Environmental, cultural obstacles could derail proposal
HEI applied for an operating permit with the California Energy Commission in May and expects the review process to be complete by May 2011. But approvals of such plants are somewhat rare in California, which has not seen a new commercial-scale coal or petroleum plant in decades. Of the 25 power plants under review at the agency, HEI's is the only one that does not call for natural gas or renewable energy.
"California is notoriously tough on siting of fossil-fueled power plants," said O'Donnell, of CRS. In addition to meeting some of the toughest air quality standards in the United States, "these developers will need to get strong community buy-in," he said.
Locally, at least, the plant has captured support from business leaders and is under evaluation by the Kern County Planning Department for its effects on air quality and road traffic. The plant would generate an estimated 1,500 construction jobs and create up to 100 permanent "green collar" jobs in various operation positions. Construction would generate about $5 million in tax revenues, and the plant would yield $1 million annually to local governments, HEI estimates.
Kern County is also no stranger to big energy. The county has been producing oil since it was discovered locally in the 1800s and today represents 10 percent of the nation's oil production, according to the Kern Economic Development Corp. If it were its own state, Kern would be the fourth-largest oil producer in the United States.

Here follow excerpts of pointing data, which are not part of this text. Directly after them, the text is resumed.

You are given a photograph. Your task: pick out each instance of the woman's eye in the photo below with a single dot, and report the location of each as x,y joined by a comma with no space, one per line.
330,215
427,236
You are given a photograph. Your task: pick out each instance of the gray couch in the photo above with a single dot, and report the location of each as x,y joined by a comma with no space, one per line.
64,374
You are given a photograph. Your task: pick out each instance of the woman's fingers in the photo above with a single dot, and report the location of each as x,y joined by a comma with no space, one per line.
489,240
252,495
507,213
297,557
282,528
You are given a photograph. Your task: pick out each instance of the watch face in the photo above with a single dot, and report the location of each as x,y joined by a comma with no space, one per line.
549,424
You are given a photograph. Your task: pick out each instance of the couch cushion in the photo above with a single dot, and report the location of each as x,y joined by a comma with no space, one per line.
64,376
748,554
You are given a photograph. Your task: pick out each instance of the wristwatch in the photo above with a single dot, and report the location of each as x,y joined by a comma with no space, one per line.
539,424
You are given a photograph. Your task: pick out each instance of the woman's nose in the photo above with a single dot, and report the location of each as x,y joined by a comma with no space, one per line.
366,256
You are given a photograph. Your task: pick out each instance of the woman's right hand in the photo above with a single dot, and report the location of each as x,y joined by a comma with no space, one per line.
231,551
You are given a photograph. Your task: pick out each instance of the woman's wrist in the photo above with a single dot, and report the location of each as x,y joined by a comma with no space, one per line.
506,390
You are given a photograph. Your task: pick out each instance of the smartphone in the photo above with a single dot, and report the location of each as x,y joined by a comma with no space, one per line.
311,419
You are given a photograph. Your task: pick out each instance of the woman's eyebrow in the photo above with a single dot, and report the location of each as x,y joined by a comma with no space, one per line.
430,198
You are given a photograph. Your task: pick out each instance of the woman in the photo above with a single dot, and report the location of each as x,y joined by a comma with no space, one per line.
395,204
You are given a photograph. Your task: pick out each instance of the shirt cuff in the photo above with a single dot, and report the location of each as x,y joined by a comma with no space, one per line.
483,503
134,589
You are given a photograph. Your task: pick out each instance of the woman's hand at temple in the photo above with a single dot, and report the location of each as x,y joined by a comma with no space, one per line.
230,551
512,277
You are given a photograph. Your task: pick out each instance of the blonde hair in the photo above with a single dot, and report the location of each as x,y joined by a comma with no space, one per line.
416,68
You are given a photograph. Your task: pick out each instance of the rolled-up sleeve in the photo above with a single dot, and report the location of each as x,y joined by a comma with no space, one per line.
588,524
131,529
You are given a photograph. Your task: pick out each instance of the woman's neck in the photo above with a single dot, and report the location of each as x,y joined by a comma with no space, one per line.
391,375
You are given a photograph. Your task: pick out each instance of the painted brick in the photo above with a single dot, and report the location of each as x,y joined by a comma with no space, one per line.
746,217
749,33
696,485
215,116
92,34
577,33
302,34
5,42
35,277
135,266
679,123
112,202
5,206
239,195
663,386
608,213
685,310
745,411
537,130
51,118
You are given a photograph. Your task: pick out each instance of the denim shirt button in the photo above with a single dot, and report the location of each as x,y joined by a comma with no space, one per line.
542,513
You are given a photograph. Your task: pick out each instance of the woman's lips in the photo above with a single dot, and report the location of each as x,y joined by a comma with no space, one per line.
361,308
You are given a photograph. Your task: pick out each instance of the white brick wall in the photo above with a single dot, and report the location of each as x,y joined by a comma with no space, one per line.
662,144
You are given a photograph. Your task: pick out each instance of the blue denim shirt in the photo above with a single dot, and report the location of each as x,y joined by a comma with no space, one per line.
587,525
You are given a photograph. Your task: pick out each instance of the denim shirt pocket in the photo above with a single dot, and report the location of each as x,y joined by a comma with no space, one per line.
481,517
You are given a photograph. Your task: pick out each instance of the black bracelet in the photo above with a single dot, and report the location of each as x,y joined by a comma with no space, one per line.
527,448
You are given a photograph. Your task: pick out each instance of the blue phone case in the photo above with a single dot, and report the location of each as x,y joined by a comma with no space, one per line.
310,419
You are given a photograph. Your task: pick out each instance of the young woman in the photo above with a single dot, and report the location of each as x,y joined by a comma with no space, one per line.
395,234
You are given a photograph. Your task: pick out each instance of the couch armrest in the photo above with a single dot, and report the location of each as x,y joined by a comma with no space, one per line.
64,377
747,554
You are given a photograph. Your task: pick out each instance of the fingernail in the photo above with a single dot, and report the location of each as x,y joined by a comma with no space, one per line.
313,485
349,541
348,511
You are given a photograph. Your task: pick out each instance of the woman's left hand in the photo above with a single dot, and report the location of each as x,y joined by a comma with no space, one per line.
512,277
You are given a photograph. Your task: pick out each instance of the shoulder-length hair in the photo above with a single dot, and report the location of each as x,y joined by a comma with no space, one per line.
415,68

Rau said the county's existing energy infrastructure, which includes three coal-petcoke facilities, plays into the hands of the new plant by minimizing some of the financial and environmental costs associated with transporting raw materials.
"It makes the coal that we're importing incremental to what's already being imported," Rau said. "It's not as if we're bringing a whole new rail spur of coal into California for the first time."
Parts of the environmental community seem to be on board, too. While stopping short of endorsing the HEI proposal, the National Resources Defense Council says the plant's design, known as "integrated gasification combined cycle," is one of the most promising technologies available for burning fossil fuels with CCS.
Moreover, much of the petcoke produced in the United States is currently shipped abroad to places like China, where it is burned as raw fuel for power production. Power plants like the one in Kern County would offer cleaner uses for the fuel and prevent most of its carbon from ever reaching the atmosphere.
"It looks as if [IGCC] is the most advanced and economically the most favorable," said George Peridas, a climate scientist at NRDC's San Francisco office.